Watch a Tom Cruise movie – be it from the present day or two decades ago – and you get the indefinable essence of a movie star. Be the film good, bad, or somewhere in between, there's Tom Cruise, shining and larger than life. There are certain aspects of his performance, of his personality, which bleed across from one film to the next. There are few performances in which Tom Cruise's character doesn't have a cocksure attitude, in which his character doesn't defy death.
This Tuesday a classic Tom Cruise performance will wend its way to Blu-ray as Cole Trickle from Days of Thunder makes his first appearance in the high-definition format. For those of you who can't instantly recollect which Cruise vehicle that was, think Top Gun, but with cars. Or, thought of another way, it's the one where he first worked with Nicole Kidman, the one that started it all.
Days of Thunder takes place in the world of stock car racing and Cruise, naturally, plays the blessed-with-enormous-amounts-of-God-given-talent-but-naïve-to-the-ways-of-the-world-and-more-than-a-little-scared-inside young hotshot. Trickle is mentored by the old-hand crew chief Harry Hogge (Robert Duvall), learning the ins and outs of NASCAR, and a little bit about himself along the way.
It's the perfect sort of Tom Cruise vehicle; the story was even developed by Cruise (his one WGA story credit) along with Robert Towne, who wrote the screenplay. Directed by Tony Scott and produced by Jerry Bruckheimer and Don Simpson the film has the definite feel of a big-budget summer blockbuster.
Happily, the film does separate itself out from the average blockbuster by having the main villain in the piece be Trickle's own fears. Trickle does have enemies on the track, Rowdy Burns (Michael Rooker) and Russ Wheeler (Cary Elwes), but they are always secondary. Wheeler and Burns are present only as agents by which Trickle is able to learn about his fears, confront them, and eventually overcome them. No, I didn't just spoil anything, you know exactly where the film is going to end the moment the opening credits roll.
Helping Trickle on his path to greater self-knowledge is not only Hogge, but also Dr. Claire Lewicki (Nicole Kidman). She arrives in the narrative following a crash that leaves Burns and Trickle in the hospital, and quickly finds herself involved with the egotistical and flawed Trickle. Watching the film one is never quite sure what Lewicki sees in Trickle, except, of course, that he's Tom Cruise.
If that description sounds moderately unenthusiastic, I have misrepresented the film. It is exciting. It has some pretty good race scenes, a few decent crashes, and, did I mention that it stars Tom Cruise? Swap out cars for planes, Nicole Kidman for Kelly McGillis, and instead of having a super-fast guy who should-be-a-team-player-but-isn't named “Trickle” call him “Maverick” and it's Top Gun, and Top Gun was a really good movie. Additionally, the work of the supporting characters, most notably Duvall and a relatively early performance by John C. Reilly, definitely add to the flavor of this movie. Duvall, even when he's glossing over racing techniques that you wish the film would actually explore instead of obfuscate gives the role his all.
The new Blu-ray release of Days of Thunder finds itself terribly lacking in its technical presentation. The print used to produce the film is full of imperfections, particularly early on when the piece should be trying to draw viewers in. There are numerous white splotches that appear on screen, perhaps the result of degradation over time or perhaps scratches to the print, but either way terribly distracting. While the film is presented in 5.1 channel sound, it rarely makes use of the rear speakers. Cars can be heard whizzing by from time to time, but during big accidents on the track, when one would expect to hear noise all around, there is a noticeable lack of sound in the rear channels. As for special features, the film contains nothing more than the original theatrical trailer.

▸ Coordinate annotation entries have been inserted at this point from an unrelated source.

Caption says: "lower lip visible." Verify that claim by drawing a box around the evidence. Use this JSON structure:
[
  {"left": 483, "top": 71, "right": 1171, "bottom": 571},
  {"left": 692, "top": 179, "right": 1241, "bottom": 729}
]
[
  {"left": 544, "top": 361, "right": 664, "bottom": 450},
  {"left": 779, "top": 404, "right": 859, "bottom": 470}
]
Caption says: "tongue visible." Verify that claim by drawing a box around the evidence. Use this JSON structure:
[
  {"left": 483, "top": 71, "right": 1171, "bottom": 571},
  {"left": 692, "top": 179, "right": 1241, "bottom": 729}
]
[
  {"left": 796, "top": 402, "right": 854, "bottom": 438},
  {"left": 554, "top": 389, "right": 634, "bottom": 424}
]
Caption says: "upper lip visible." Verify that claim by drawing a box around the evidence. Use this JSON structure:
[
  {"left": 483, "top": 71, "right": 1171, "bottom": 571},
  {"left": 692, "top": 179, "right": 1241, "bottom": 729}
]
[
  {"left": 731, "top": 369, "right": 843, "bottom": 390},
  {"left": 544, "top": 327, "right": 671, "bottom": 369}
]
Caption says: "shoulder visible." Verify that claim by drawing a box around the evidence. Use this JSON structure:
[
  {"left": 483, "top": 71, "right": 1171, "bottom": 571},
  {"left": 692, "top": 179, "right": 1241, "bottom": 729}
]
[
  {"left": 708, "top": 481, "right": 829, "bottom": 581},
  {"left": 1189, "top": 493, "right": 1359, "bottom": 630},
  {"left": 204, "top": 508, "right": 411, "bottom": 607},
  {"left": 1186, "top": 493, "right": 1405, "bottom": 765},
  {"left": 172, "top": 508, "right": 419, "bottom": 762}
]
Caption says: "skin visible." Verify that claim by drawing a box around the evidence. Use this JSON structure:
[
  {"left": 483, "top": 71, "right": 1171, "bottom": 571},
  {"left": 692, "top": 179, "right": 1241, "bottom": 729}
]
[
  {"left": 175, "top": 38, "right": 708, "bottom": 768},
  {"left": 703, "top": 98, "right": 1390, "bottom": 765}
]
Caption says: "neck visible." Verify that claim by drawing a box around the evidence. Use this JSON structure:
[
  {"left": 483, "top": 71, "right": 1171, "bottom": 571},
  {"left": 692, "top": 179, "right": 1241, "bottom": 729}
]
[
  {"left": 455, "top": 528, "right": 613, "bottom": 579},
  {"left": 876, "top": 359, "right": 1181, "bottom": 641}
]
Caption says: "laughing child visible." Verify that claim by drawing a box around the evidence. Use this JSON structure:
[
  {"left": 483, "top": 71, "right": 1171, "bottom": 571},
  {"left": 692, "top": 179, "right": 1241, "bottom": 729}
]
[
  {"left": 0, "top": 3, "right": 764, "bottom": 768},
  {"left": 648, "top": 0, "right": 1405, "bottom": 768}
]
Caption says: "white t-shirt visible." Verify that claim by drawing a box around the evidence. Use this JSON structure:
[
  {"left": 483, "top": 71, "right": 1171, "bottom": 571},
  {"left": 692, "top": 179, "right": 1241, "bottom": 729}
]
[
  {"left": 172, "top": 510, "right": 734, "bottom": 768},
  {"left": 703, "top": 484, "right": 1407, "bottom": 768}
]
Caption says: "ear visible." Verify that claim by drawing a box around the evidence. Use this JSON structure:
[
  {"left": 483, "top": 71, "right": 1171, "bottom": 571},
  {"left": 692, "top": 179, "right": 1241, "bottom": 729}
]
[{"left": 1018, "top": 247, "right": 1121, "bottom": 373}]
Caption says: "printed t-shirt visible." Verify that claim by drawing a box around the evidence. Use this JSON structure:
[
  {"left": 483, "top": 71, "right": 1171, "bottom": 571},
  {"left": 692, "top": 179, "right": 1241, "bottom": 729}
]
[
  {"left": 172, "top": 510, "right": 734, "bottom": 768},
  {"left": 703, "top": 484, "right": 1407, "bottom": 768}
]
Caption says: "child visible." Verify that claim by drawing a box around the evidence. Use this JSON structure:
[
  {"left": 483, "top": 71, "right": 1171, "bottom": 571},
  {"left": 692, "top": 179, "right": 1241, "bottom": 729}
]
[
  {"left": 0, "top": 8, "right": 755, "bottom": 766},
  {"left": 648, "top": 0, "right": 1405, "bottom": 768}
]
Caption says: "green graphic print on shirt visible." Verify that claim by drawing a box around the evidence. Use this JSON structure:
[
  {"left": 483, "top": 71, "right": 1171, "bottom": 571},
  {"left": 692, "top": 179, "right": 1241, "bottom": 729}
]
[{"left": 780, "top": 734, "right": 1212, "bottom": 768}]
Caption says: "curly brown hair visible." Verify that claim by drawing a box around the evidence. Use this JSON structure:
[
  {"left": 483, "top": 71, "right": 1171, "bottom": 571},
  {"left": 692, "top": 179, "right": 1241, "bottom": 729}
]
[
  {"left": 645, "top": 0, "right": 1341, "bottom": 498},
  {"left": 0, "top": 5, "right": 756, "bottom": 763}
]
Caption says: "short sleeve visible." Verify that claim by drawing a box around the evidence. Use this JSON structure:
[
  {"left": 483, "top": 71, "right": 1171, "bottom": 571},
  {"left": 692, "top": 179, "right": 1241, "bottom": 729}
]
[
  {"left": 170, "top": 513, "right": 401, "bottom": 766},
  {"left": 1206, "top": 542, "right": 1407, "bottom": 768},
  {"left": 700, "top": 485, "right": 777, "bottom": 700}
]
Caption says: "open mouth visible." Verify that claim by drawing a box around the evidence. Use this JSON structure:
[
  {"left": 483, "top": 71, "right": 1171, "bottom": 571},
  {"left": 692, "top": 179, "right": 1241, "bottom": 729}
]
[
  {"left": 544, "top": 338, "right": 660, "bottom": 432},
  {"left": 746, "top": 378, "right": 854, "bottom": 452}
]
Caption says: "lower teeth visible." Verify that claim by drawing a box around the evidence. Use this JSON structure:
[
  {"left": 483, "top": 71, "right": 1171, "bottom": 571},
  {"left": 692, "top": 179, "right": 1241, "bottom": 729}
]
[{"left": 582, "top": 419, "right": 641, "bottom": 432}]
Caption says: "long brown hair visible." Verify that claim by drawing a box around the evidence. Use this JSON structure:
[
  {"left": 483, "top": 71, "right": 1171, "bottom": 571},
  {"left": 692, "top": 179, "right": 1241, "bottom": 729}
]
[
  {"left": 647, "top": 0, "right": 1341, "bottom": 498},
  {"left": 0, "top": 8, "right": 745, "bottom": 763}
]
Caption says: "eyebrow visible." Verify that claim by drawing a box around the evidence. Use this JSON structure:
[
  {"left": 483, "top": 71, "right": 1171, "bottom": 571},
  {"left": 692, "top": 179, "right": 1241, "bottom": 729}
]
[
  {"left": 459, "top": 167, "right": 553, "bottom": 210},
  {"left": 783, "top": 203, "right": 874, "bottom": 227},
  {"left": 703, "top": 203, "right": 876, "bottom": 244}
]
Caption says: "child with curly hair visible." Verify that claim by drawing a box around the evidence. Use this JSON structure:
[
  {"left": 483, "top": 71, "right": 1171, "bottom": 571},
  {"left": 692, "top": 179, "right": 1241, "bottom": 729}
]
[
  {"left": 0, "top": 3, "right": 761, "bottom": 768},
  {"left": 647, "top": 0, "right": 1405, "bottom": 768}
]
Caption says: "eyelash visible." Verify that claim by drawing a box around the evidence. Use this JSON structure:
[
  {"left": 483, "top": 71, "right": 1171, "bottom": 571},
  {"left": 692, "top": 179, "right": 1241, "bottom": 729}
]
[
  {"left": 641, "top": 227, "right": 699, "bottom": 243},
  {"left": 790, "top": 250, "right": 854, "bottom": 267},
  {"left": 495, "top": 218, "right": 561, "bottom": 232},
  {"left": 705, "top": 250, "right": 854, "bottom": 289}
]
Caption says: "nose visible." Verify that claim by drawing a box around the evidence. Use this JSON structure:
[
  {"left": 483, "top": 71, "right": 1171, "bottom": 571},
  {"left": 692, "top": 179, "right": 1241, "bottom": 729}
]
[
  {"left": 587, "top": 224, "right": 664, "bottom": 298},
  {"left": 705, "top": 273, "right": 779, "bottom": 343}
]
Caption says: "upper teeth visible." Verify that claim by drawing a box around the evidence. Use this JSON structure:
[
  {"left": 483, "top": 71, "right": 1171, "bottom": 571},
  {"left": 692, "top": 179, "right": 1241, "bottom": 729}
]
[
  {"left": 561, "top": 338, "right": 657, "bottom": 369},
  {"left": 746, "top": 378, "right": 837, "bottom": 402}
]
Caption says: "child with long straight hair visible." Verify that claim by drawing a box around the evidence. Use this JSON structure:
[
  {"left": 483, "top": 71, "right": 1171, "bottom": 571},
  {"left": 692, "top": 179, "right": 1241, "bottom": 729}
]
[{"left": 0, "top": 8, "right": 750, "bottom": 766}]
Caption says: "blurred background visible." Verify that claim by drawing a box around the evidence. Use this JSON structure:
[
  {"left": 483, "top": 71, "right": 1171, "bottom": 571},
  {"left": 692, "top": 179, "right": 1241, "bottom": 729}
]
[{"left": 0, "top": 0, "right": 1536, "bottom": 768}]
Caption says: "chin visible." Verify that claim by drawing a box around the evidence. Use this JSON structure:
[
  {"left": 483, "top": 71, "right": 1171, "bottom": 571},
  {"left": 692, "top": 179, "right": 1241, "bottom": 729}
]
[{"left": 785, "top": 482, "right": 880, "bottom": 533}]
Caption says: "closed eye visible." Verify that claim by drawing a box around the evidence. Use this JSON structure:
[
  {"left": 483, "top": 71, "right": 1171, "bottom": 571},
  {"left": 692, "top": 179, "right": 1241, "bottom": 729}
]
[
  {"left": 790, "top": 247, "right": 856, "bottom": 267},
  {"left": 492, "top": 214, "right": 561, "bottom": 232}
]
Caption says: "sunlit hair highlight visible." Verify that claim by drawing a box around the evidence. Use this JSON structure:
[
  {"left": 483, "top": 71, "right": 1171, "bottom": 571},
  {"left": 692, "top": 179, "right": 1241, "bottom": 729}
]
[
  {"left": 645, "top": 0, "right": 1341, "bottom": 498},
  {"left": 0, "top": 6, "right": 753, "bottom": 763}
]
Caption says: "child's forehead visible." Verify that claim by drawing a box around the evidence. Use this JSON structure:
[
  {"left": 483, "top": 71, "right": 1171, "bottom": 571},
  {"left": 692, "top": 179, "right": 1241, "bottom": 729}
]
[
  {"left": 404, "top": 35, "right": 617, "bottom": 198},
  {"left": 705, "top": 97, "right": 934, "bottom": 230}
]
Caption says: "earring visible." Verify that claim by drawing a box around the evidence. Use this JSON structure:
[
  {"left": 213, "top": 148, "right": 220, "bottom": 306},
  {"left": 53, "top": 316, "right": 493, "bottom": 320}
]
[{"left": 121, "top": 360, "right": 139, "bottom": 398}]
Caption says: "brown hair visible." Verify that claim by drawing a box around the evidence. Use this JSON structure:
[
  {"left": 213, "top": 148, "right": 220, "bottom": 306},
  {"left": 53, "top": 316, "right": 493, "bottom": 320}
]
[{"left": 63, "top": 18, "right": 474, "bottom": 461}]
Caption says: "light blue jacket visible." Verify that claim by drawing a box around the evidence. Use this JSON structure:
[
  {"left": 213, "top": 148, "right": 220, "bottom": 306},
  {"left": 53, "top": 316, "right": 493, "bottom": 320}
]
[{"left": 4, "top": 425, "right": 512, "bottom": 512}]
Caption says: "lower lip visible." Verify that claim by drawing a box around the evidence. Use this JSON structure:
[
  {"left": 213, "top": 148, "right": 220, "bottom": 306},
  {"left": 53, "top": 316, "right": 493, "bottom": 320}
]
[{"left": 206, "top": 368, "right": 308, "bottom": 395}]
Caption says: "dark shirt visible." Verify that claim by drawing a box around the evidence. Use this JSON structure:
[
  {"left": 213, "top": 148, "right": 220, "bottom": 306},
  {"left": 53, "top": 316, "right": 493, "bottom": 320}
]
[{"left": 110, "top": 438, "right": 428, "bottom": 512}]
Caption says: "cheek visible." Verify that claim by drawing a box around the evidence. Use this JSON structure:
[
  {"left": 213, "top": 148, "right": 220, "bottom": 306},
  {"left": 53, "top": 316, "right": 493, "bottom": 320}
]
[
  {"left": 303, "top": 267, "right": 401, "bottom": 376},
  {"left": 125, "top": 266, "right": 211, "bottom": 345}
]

The apparent lack of effort put into this Blu-ray release leads one to wonder whether the studio is planning on putting out a fully-loaded “special edition” down the line. Or if, perhaps, they believe Cruise's box-office power has waned to the point where people are even uninterested in work from the star's heyday. Whatever the case might be, the result is that this particular edition of Days of Thunder is disappointing. The film may not be Cruise's best work, but it is certainly enjoyable enough that it deserves better treatment.